Case ID: me_45/html/0479-01.html
Source: Caselaw Access Project
Author: {"author": "Hathaway, J.", "license": "Public Domain", "url": "https://static.case.law/"}
Date Created: 2024-08-24T03:29:51.129683

Daniel Beale versus William Knowles.
    The husband has a life estate in the real property of the wife acquired prior to the statute of 1844, which may be taken in execution for his debts. Simultaneously with her acquisition of title to the estate, the rights of her husband therein, were perfected; and their rights remain unaffected by the subsequent statutes securing to married women their rights of property.
    The deed of a married woman of her real estate acquired prior to the enactment of the statute of 1844, is void, if the husband did not join her in the conveyance.
    Writ op entry. The material facts in the case as agreed npon, appear in the opinion of the Court.
    
      J. H. Webster, argued for plaintiff, and
    
      B. Adams, for defendant.
   The opinion of the Court was drawn up by

Hathaway, J.

A writ of entry to recover a lot of land, upon which, April 30, 1855, the demandant duly levied his execution against Nathaniel D. Richardson, as his estate.

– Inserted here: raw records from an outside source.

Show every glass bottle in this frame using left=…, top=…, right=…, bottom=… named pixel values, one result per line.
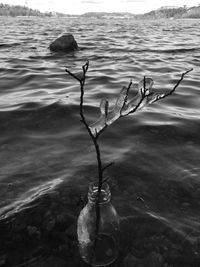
left=77, top=183, right=119, bottom=266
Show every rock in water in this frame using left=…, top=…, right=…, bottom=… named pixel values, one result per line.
left=49, top=34, right=78, bottom=53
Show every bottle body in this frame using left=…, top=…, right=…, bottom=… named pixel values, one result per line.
left=77, top=184, right=119, bottom=266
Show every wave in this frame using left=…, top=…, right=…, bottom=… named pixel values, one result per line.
left=0, top=43, right=21, bottom=49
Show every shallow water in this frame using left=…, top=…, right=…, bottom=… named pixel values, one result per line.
left=0, top=17, right=200, bottom=244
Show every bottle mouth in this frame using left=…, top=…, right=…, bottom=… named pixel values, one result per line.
left=88, top=182, right=111, bottom=204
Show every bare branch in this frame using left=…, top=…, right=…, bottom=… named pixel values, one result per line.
left=65, top=69, right=81, bottom=82
left=102, top=162, right=114, bottom=172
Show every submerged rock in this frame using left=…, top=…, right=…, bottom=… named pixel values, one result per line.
left=49, top=34, right=78, bottom=53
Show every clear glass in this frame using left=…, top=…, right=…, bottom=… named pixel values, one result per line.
left=77, top=183, right=119, bottom=266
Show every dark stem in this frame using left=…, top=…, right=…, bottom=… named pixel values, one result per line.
left=65, top=61, right=104, bottom=261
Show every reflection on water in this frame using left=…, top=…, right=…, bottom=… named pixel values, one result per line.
left=0, top=18, right=200, bottom=245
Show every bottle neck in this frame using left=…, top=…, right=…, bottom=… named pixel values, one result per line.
left=88, top=182, right=111, bottom=204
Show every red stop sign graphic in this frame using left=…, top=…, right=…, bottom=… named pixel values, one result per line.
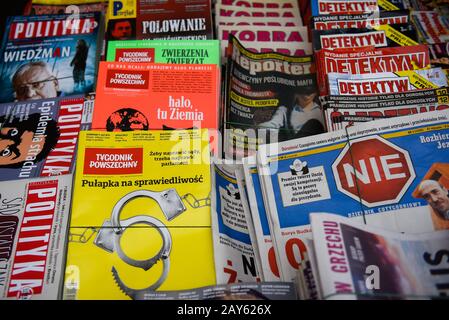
left=332, top=136, right=415, bottom=207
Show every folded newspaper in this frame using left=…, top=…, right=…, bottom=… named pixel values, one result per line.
left=258, top=111, right=449, bottom=281
left=310, top=213, right=449, bottom=299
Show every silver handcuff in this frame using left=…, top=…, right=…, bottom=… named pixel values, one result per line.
left=94, top=189, right=187, bottom=299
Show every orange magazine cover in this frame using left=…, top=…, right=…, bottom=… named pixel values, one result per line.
left=92, top=62, right=220, bottom=131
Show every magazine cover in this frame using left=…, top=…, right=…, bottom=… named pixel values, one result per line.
left=106, top=0, right=213, bottom=41
left=0, top=12, right=103, bottom=103
left=64, top=130, right=216, bottom=300
left=429, top=42, right=449, bottom=73
left=311, top=10, right=410, bottom=30
left=327, top=68, right=447, bottom=95
left=212, top=164, right=261, bottom=284
left=311, top=213, right=449, bottom=299
left=0, top=96, right=92, bottom=181
left=258, top=110, right=449, bottom=280
left=106, top=40, right=220, bottom=65
left=0, top=175, right=73, bottom=300
left=311, top=0, right=379, bottom=16
left=217, top=25, right=313, bottom=57
left=92, top=62, right=220, bottom=131
left=312, top=23, right=418, bottom=51
left=224, top=37, right=318, bottom=159
left=24, top=0, right=109, bottom=16
left=315, top=45, right=430, bottom=96
left=217, top=16, right=300, bottom=27
left=242, top=156, right=280, bottom=281
left=215, top=1, right=303, bottom=26
left=324, top=95, right=449, bottom=131
left=411, top=11, right=449, bottom=44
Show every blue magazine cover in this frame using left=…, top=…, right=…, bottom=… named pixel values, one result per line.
left=0, top=12, right=103, bottom=103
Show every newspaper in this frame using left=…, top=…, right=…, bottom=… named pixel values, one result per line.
left=242, top=156, right=280, bottom=281
left=0, top=174, right=72, bottom=300
left=234, top=163, right=266, bottom=281
left=212, top=164, right=261, bottom=284
left=224, top=37, right=324, bottom=159
left=315, top=45, right=430, bottom=96
left=327, top=68, right=447, bottom=95
left=258, top=110, right=449, bottom=281
left=311, top=213, right=449, bottom=299
left=312, top=23, right=418, bottom=51
left=140, top=282, right=298, bottom=300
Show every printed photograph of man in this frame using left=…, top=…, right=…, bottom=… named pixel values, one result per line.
left=0, top=113, right=59, bottom=168
left=259, top=89, right=324, bottom=139
left=12, top=61, right=61, bottom=101
left=418, top=180, right=449, bottom=230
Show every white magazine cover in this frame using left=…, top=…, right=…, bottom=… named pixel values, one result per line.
left=215, top=0, right=304, bottom=26
left=212, top=163, right=260, bottom=284
left=0, top=174, right=72, bottom=300
left=242, top=156, right=280, bottom=281
left=328, top=68, right=447, bottom=95
left=258, top=110, right=449, bottom=281
left=217, top=25, right=313, bottom=58
left=234, top=163, right=267, bottom=281
left=311, top=213, right=449, bottom=299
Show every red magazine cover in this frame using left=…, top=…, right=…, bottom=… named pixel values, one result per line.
left=92, top=62, right=219, bottom=131
left=315, top=45, right=430, bottom=96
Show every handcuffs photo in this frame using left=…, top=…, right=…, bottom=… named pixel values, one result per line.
left=70, top=189, right=210, bottom=299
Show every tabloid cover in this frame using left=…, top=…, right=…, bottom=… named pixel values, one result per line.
left=0, top=12, right=103, bottom=102
left=327, top=68, right=447, bottom=95
left=212, top=163, right=261, bottom=284
left=106, top=40, right=220, bottom=65
left=324, top=87, right=449, bottom=131
left=224, top=35, right=324, bottom=159
left=258, top=110, right=449, bottom=280
left=0, top=96, right=92, bottom=181
left=65, top=130, right=216, bottom=299
left=315, top=45, right=430, bottom=96
left=0, top=175, right=73, bottom=300
left=311, top=213, right=449, bottom=300
left=311, top=10, right=410, bottom=30
left=312, top=23, right=418, bottom=51
left=92, top=62, right=219, bottom=131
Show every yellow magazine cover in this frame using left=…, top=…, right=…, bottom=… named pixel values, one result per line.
left=64, top=129, right=216, bottom=300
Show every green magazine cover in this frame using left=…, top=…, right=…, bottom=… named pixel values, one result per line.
left=106, top=40, right=220, bottom=65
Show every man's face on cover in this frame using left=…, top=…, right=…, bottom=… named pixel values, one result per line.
left=295, top=93, right=316, bottom=108
left=13, top=66, right=58, bottom=101
left=111, top=21, right=132, bottom=40
left=0, top=127, right=45, bottom=167
left=420, top=180, right=449, bottom=215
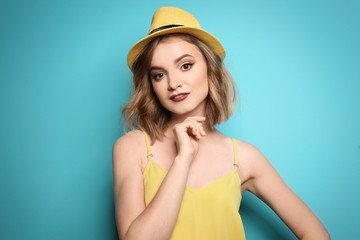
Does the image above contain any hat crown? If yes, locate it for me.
[148,7,201,34]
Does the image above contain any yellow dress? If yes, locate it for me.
[143,132,245,240]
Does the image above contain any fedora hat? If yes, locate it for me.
[127,7,225,69]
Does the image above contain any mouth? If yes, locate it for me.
[170,93,190,102]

Richardson and Clarissa, his wife, were married in the summer of 1842, and are now living. In October, 1842, William King conveyed the demanded premises to Richardson’s wife, and she, by her deeds of Oct. 21, 1846, and of March 12, 1853, in which deeds her husband did not join her, conveyed the same premises; under which deeds from her, through mesne conveyances, the tenant derives his title.. When William King conveyed the land to the wife, her husband acquired therein a life estate. He became seized of the freehold, the usufruct was his during their joint lives. He had a lawful right to sell and convey his life estate. It was liable to be taken in execution for his debts. Litchfield v. Cudworih, 15 Pick. 23. The life estate was the husband’s freehold. The inheritance belonged to the wife. Such was the law when Clarissa Richardson received her deed from William King, and her husband’s rights therein were perfected simultaneously with hers, and those rights are not affected by the provisions of the statute of 1844, c.,117, entitled “an Act to secure to married women their rights of property,” nor by the subsequent additional and amendatory statutes upon that subject, which were all enacted after the rights of Richardson and his wife, in the demanded premises, had been established under the laws existing at the date of William King’s deed to her. And, besides, her deed of Oct. 21,1846, was void, because, being a married woman, she had no power at that time, in such case, to convey her land separate from her husband; and the statute of 1852, c. 227, only authorized the wife’s separate deed of estates acquired subsequent to the Act of 1844, c. 117. Hence, her deed of March 12, 1853, being a deed of real estate acquired previous to 1844, was unauthorized by the statute, and therefore void.

The statute of February 12, 1855, c. 120, provided that, “ any married woman seized and possessed in her own right of any real estate situated within this State, (might) sell, convey and dispose of the same by her separate deed in her own name,” and that “no action shall be maintained by the husband of any such married woman, or by any person claiming under or through him, for the possession or value of any property held or disposed of by her, as aforesaid,” and the defendant’s counsel insists that this action is thereby prohibited.

The- deeds of the wife being inoperative, as before stated, the tenant shows no title. But, the tenant being in possession, the demandant cannot disturb him, unless he shows title, in himself, and this he has done. The demandant shows title by his levy, to the husband’s life estate. The wife did not hold it; she was not “ seized and possessed ”, of her husband’s life estate, his freehold, of which he was seized. She could not join him in a suit for an injury, to the profits of the lapd. 2 Kent’s Com. 131. If he had sold and conveyed it, she could not lawfully enter or interrupt his grantee’s possession during her husband’s life. Mellus v. Snowman, 21 Maine, 201.

Tenant defaulted.

Tenney, O. J., Rice, Appleton, May, and Davis, J. J., concurred.